Bu sapmanın objektif ve subjektif nedenleri Lenin tarafından analiz edilerek keskin bir şekilde ortaya çıkarıldı. Lenin, 2. Enternasyonal’deki revizyonizm ve oportünizmin büyümesini, kapitalizmin emperyalizme geçişi, sömürgelerden ve yarı-sömürgelerden elde ettiği süper kârlarla kapitalist ülkelerde, işçi sınıfının bir kesimine rüşvet verme yeteneğinin gelişmesiyle işçi aristokrasisi oluşturularak işçi sınıfının bölünmesiyle ilişkilendirdi. Lenin ayrıca, 2. Enternasyonal’in emperyalizm öncesi dönemin çerçevesine nasıl takılıp kaldığına ve emperyalizmin ortaya çıkışından kaynaklanan yeni durumun stratejik ve taktiksel sonuçlarını kavrayamadığına dikkat çekti.

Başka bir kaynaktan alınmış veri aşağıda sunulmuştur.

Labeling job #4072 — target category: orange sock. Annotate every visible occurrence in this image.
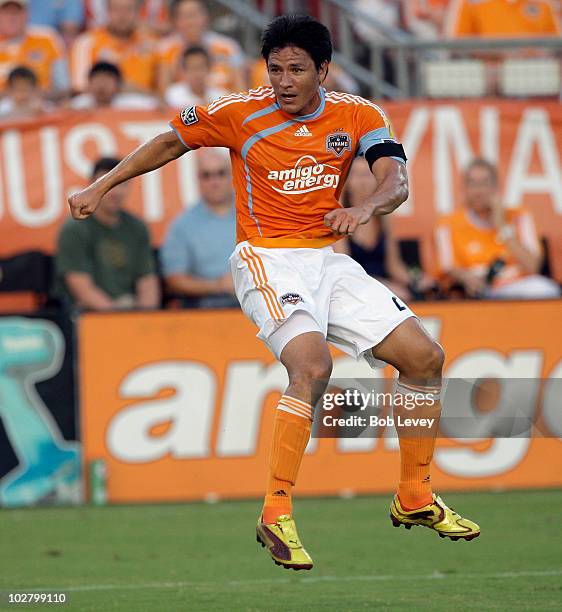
[262,395,312,523]
[394,382,441,510]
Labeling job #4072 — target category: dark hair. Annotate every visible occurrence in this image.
[92,157,121,178]
[261,15,332,70]
[181,45,211,66]
[464,157,498,183]
[88,62,123,82]
[8,66,37,87]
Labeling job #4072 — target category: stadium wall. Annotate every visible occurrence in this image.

  1. Enternasyonal, Komünist Enternasyonal (Komintern) kuruldu. Rusya devriminden sonra Lenin’in önderliğinde kurulan 3. Komünist Enternasyonal’in ilk maddesi ve görev tanımı şöyleydi -Komünist Enternasyonal- farklı ülkelerdeki Komünist Partilerinin oluşturduğu Enternasyonal İşçilerin Birliğidir; Dünya Komünist Partisinin öncüsüdür, proletaryanın Dünya Devrimci Hareketinin aktivistidir ve komünizmin prensiplerinin ve amacının yol göstericisidir. Komünist Enternasyonal işçi sınıfına ve mülksüz köylülüğün geniş katmanlarına önderlik ederek Dünya Proleter Diktatörlüğünün ve Dünya Sovyet Sosyalist Birliğinin oluşmasını ve komünizmin ilk aşaması olan sosyalizmin kurulmasını hedefler.

Sovyet Rus Devrimi tekelci kapitalizmin emperyalizm kapitalizmin emperyalizm aşamasına geçtiği koşullarda gerçekleşti. Bununla birlikte dünya tarihinde yeni bir dönem -ücretli kölelikten kurtuluşunun ve gerçek bir özgürlüğe dönüşümünün yaşandığı devrimler dönemi- başladı. Bu koşullarda oluşan Komintern’in temel ideolojik ve siyasi yönelimi, Lenin liderliğindeki Bolşevik parti tarafından ortaya atılmıştı. Rus devriminin zaferiyle bu yönelim yaygın bir kabul gördü ve Komintern’in kuruluşunun yolunu açtı. Komintern, Marksizm’i dünyanın dört bir yanına çeşitli biçimlerde taşıdı. Proleter hareket gerçekten uluslararası bir hareket haline geldi. Sömürge ve yarı-sömürgelerde komünist partiler kuruldu.

Komintern’deki partiler kitleleri örgütlediler ve hem emperyalist hem de ezilen ülkelerde mücadelelerin öncüsü oldular. Devrimleri örgütlediler ve yönettiler. Böylece Komintern, proletarya hareketlerine ve anti-emperyalist ulusal kurtuluş hareketlerine doğru teorik perspektifi ve siyasi rehberliği sağladı. Bu hareketlere çeşitli biçimlerde yardım ve işbirliği sağladı ve destek topladı.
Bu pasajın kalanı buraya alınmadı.